WASHINGTON — California's high-speed rail plan will receive up to $624 million in additional federal funds, Transportation Department officials announced Thursday.
The new funding adds to the $715 million in federal funds previously awarded to California. It arrives courtesy of Ohio and Wisconsin, two states where recently elected Republican governors decided not to accept their own allotment of high-speed rail dollars.
"I am pleased that so many other states are enthusiastic about the additional support they are receiving to help bring America's high-speed rail network to life," Transportation Secretary Ray LaHood declared in a written statement.

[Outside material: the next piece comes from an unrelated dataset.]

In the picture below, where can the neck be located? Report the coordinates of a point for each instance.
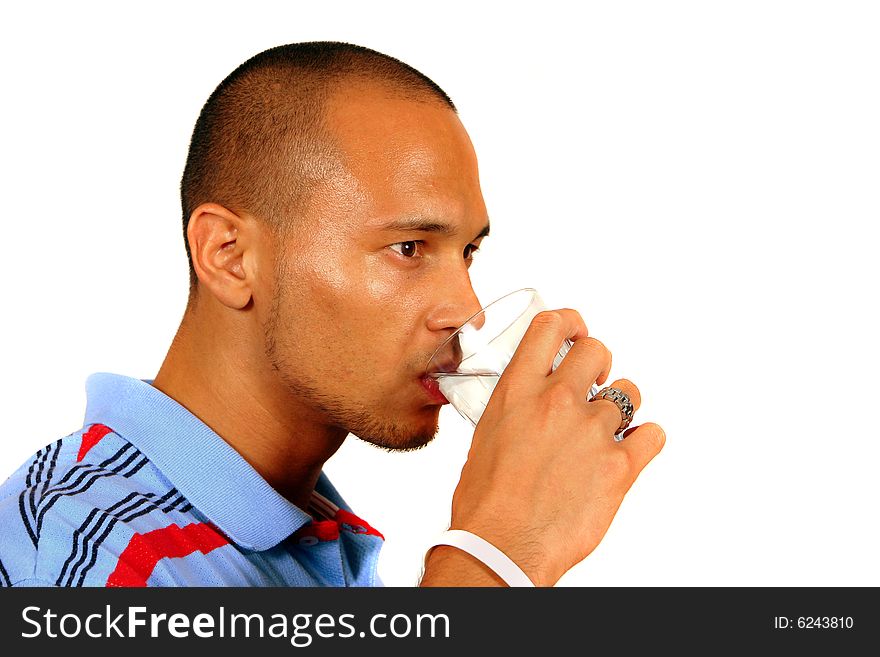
(217, 369)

LaHood's redistribution of an additional $1.195 billion in high-speed rail funding provoked cheers among lawmakers who had been lobbying for a bigger slice, but regret among some Midwesterners who saw their own money slip away.
California is one of 12 states that will receive a piece of the redirected funds. Florida, the next biggest beneficiary will get $300 million.

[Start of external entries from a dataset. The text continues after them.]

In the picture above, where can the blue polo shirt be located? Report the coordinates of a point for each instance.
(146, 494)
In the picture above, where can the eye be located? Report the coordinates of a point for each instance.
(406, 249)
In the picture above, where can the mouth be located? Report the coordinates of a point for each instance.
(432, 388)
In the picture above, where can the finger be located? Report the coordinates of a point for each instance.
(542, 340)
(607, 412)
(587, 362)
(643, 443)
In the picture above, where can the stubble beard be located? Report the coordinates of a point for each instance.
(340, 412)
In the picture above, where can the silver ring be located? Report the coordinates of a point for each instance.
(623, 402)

California's two Democratic senators, Dianne Feinstein and Barbara Boxer, had both urged LaHood last month to provide additional funding once it became clear Ohio and Wisconsin would forgo their potential share.
"No other state is as ready, as able, or as determined to develop a high-speed rail system in the near future," Feinstein stated.
Boxer added that the new funding is "great news for California, which has made a strong commitment to high-speed rail and the jobs it creates."
Transportation Department and state officials are still negotiating their grant agreements, which will spell out details of the funding including the final amounts.